Obamacare at 12

Karlyn Bowman
Samantha Goldstein

March 22, 2022 - AEI

In a Breitbart News interview recently, Senator Ron Johnson (R-WI) said that if the Republicans win control of the White House, the Senate, and the House in 2024, the party should be ready with a clear agenda. “For example,” he said, “if we’re going to repeal and replace Obamacare . . . we need to have the plan ahead of time so that once we get in office, we can implement it immediately, not knock around like we did last time and fail.” Johnson himself faces a tough reelection contest this year, and his hypothetical suggestion will provide campaign fodder for his Democratic rivals this fall. Looking at the polls, too, it isn’t clear that trying to repeal the Affordable Care Act, aka Obamacare, again would be a smart political move.

How popular is the law? We haven’t had any new polls on Obamacare in a while. For more than two years, the pollsters have been tracking attitudes about the COVID pandemic. At least in part because of the extensive COVID polling coverage, attention to other subjects such as Obamacare diminished.

For years after the Act’s passage in 2010, the Kaiser Family Foundation asked people about it monthly. Gallup started asking people about the law in 2012. From April 2017 to October 2021 in Kaiser’s polls, more Americans have had a “generally favorable” opinion than a “generally unfavorable” one as the chart below shows. During Trump’s presidency, favorable opinions outweighed unfavorable ones. During much of the Obama presidency, unfavorable views were usually stronger than favorable ones. In Kaiser’s latest question from October 2021, responses were 58 percent generally favorable, 41 percent generally unfavorable.
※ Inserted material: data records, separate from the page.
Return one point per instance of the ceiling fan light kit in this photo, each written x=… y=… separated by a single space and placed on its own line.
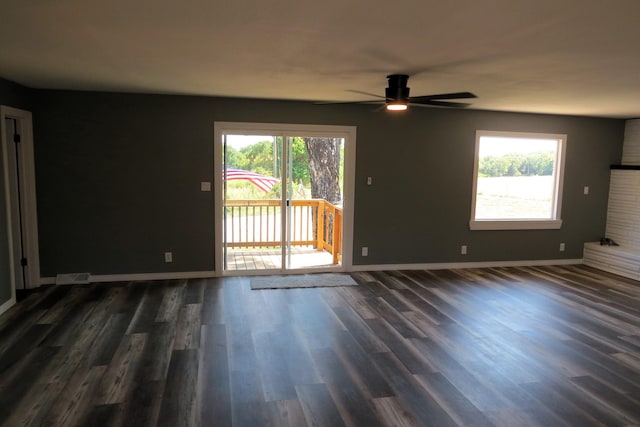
x=397 y=96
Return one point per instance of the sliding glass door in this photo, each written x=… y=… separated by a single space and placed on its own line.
x=282 y=201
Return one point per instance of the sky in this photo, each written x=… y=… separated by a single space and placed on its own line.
x=499 y=146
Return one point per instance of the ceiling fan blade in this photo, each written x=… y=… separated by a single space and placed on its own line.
x=347 y=102
x=428 y=102
x=454 y=95
x=365 y=93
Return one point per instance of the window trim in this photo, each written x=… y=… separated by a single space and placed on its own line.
x=555 y=222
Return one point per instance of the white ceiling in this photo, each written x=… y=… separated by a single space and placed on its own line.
x=577 y=57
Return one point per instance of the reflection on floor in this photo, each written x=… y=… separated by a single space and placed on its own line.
x=264 y=259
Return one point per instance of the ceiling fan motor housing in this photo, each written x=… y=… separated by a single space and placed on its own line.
x=397 y=90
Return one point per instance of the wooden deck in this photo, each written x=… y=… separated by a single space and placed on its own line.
x=239 y=259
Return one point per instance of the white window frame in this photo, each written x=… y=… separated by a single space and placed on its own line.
x=555 y=222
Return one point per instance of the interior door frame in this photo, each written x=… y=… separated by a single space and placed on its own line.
x=283 y=130
x=27 y=182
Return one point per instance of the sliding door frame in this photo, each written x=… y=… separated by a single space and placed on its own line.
x=283 y=130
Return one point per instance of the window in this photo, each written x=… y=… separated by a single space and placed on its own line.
x=517 y=181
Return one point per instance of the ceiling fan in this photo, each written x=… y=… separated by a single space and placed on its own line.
x=397 y=96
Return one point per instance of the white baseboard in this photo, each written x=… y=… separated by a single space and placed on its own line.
x=140 y=277
x=376 y=267
x=458 y=265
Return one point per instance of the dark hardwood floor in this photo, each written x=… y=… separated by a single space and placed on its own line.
x=535 y=346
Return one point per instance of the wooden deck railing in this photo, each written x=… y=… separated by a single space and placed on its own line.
x=256 y=224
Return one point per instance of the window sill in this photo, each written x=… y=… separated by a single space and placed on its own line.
x=554 y=224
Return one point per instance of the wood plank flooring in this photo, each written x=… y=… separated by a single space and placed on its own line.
x=535 y=346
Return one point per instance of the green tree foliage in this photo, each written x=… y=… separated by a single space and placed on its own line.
x=259 y=158
x=517 y=164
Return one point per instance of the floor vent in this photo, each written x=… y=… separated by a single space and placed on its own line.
x=73 y=278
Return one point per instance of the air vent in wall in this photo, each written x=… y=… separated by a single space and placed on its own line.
x=73 y=278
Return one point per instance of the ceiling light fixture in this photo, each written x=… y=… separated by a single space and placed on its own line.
x=396 y=106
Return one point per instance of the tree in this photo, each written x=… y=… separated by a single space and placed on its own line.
x=324 y=168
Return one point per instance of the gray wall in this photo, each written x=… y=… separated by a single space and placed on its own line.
x=13 y=95
x=118 y=180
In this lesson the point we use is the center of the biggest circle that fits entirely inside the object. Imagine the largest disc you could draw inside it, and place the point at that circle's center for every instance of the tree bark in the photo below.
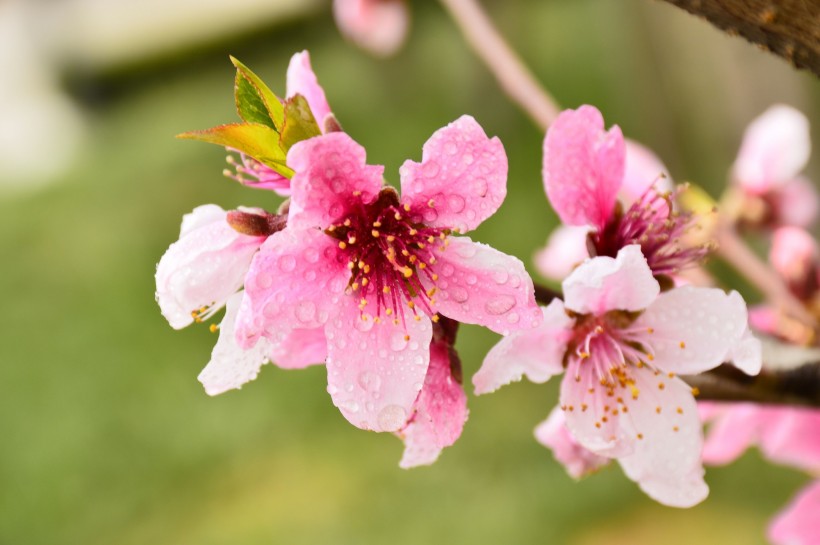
(788, 28)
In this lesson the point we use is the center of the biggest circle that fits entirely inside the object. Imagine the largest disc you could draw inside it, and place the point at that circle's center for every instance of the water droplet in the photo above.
(430, 169)
(480, 187)
(391, 418)
(467, 250)
(263, 280)
(458, 294)
(287, 263)
(370, 381)
(311, 255)
(499, 304)
(500, 276)
(398, 341)
(456, 203)
(305, 311)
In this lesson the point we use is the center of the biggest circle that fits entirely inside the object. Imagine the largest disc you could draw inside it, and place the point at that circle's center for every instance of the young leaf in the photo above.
(299, 122)
(263, 94)
(258, 141)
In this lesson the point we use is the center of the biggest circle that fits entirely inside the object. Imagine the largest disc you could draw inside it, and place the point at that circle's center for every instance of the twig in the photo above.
(514, 77)
(737, 253)
(788, 28)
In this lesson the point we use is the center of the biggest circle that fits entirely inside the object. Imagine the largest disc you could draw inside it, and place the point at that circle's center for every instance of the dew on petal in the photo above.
(500, 304)
(391, 418)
Gallup’s question asks people whether they generally approve or disapprove of “the 2010 Affordable Care Act, signed into law by President Obama that restructured the US health care system.” In their latest poll from November 2021, people split evenly, 48 to 48 percent. Although the most recent results from these two pollsters differ, the overall pattern in Gallup’s trend is similar to Kaiser’s: Opposition was generally slightly greater than support during the Obama years, and support for the law was greater in the Trump years. The similar patterns in both polls confirm our view that the public often wants to check the actions of the party in power by preventing it from going too far in one direction or the other.

In most polls, improving the health care system is always a high public priority. However, that doesn’t mean repealing a law that has been on the books for more than a decade is a priority or that it would be popular.